Enero salió a mi encuentro. Soy el encargado de conducirte al interior, me dijo. Era un tipo distinguido, en esa edad indefinible y perfecta que hace atractivos a los hombres. Todo en él invitaba a acompañarlo, pero algo en su físico presentaba una extraña peculiaridad. Al principio, creí que se trataba de un error mío de visión, de un desenfoque momentáneo, porque la mitad de su rostro miraba hacia el este, mientras la otra mitad lo hacía al oeste. Una facultad para mantener controladas las entradas y salidas, me dije. Una vez dentro y traspasado el gran vestíbulo de altos techos de los que colgaban hermosas arañas de cristal, me condujo al salón principal.

Había una pareja sentada en un confidente que parecía inmersa en una charla íntima. Ésta es Mayo y éste es Septiembre, me los presentó Enero. Ella era una dama esplendorosa y exuberante, con uno de esos cutis que sólo se consiguen durmiendo diez horas diarias y dedicando el resto del tiempo a mimarlo con mejunjes. Llevaba una guirnalda de flores en el pelo y transmitía mensajes cifrados con los aleteos de su abanico de encaje. Él era un robusto caballero, curtido por el deporte, sin duda, que vendía salud a raudales y por algún motivo que nadie me explicó, adornaba su fornido cuello con un pámpano de vid con la misma naturalidad que si llevase un pañuelo de seda. Fueron muy amables conmigo durante un momento, pero luego volvieron a sus asuntos.

Al fondo, de pie junto a la chimenea en la que chisporroteaban unos troncos de encina, hacían conciliábulo dos ancianos, uno de cabellos de nieve pero gesto vigoroso y otro de canas plateadas y bastante más achacoso; razón por la que, seguramente, se apoyaba en un bastón. Ambos tenían sendas copas de brandy en la mano. Estaban serios, circunspectos, como si el destino del mundo dependiera de sus decisiones. En ese momento hablaban sobre los vaivenes de la Bolsa. Enero me los presentó como Febrero y Diciembre, respectivamente. En otro lateral, junto a la ventana con visillos de organza, una joven etérea vestida de tul gris del que asomaban unos brazos de nácar, tocaba el arpa con tal virtuosismo que, al cerrar los ojos,  se podía adivinar un surtidor de agua cristalina en el centro mismo de la habitación.
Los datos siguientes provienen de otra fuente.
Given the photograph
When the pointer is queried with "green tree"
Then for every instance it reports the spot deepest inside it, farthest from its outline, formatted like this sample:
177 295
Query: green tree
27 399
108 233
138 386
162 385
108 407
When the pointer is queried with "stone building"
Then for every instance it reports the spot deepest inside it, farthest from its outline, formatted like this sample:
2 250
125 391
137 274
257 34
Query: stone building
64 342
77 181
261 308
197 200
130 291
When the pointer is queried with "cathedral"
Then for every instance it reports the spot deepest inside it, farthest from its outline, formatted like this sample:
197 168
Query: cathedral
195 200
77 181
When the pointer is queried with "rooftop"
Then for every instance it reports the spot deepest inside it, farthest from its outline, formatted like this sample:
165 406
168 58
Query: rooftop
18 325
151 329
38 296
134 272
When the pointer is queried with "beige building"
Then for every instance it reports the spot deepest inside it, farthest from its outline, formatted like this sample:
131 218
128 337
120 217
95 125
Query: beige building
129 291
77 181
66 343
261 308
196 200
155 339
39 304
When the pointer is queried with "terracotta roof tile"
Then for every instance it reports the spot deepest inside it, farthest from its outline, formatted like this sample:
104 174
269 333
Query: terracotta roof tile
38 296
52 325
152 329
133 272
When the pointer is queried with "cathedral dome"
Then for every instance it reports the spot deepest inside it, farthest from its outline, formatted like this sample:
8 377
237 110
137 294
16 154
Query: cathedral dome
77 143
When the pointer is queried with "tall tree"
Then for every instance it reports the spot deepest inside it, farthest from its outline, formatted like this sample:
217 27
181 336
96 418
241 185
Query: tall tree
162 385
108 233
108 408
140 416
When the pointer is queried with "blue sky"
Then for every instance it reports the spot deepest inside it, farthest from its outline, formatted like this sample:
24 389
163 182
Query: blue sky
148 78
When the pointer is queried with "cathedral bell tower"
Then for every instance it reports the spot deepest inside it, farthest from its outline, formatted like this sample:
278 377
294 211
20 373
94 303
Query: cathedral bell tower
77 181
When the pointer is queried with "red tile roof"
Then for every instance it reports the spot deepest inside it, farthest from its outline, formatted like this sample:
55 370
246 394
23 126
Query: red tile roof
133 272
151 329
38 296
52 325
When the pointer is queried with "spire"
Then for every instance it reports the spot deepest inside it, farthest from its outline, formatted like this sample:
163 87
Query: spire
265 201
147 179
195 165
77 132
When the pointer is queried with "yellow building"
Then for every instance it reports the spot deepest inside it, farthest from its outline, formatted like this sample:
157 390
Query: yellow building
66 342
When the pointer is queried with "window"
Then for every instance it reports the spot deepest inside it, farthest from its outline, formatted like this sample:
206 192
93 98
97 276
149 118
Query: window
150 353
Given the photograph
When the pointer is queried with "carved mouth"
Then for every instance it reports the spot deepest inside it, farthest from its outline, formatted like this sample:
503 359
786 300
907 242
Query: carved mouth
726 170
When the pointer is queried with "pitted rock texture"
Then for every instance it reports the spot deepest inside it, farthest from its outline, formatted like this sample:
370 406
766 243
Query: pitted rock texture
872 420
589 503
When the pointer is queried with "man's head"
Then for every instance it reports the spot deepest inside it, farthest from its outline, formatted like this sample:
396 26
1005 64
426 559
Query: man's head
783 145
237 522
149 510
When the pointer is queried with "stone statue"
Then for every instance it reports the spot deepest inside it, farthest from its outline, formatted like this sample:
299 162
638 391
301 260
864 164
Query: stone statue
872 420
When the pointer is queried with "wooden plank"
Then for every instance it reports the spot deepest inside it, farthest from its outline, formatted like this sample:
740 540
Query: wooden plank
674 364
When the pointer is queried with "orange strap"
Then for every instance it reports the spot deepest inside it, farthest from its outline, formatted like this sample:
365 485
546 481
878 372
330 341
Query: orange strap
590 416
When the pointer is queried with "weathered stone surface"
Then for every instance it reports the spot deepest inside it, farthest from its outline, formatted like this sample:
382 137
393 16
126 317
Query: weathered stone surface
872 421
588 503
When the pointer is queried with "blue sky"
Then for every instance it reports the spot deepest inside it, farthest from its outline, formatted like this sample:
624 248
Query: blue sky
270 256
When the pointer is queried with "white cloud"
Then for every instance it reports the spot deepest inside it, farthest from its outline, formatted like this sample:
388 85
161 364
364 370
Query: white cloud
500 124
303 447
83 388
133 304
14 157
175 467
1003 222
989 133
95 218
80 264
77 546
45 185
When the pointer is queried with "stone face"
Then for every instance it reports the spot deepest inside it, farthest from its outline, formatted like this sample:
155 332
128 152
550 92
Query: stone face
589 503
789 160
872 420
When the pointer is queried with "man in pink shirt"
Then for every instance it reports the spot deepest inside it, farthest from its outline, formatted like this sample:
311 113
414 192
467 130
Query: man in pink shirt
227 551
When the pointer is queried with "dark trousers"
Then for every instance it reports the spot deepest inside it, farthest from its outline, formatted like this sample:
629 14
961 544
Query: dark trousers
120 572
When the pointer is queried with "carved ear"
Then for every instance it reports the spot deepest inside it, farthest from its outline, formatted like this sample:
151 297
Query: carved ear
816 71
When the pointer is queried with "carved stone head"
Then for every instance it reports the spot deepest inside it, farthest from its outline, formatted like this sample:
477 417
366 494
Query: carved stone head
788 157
Tal era la naturaleza de su música transparente. No podía ser otra que Abril.

A poca distancia, una matrona muy encinta, Junio, como fruto en sazón que sabe que lo está, disfrutaba del concierto al tiempo que trataba de controlar los intempestivos correteos de un infantil Marzo, inquieto en aquel mundo de adultos al que casi nada le unía y perseguido por un Julio adolescente, dispuesto a demostrar su habilidad en el regateo entre los muebles del amplio salón.

En el extremo opuesto, una joven musculada, bella, poderosa, lanzaba dardos a una diana con éxito más que considerable. A pesar de que nadie prestaba atención, ella festejaba cada acierto con aplausos dedicados a sí misma, ignorando todas las saetas que se perdían en un destino incierto, o daban al traste con un bibelot valioso o tejían irregulares telas de araña en los espejos que servían de friso. No me costó reconocer a Agosto en la temperamental, la vehemente, la fogosa réplica de una Atenea moderna.

Un poco a la izquierda de la trayectoria de las flechas, la última pareja, Octubre y Noviembre, tenían desplegados sobre una gran mesa los planos de un puente monumental. Ella, Octubre, imaginativa y artística, deseaba acentuar los arcos, estilizarlos hasta que las líneas se cruzasen cuanto más arriba mejor, apuntando casi un paso de baile. En cambio Noviembre, más sensato, más ingeniero que arquitecto, prefería asentar las bases sacrificando la estética. La discusión siguió su curso, como la vida misma.

Enero de las dos caras me acompañó a otra puerta que daba al jardín; ya había conocido a todos; sólo me quedaba contar lo que había visto. Me quedé en el cenador a contemplar el atardecer bello y decadente mientras desde el interior me llegaba la sinfonía de voces de aquella galería de extraños personajes que me acababan de ser presentados.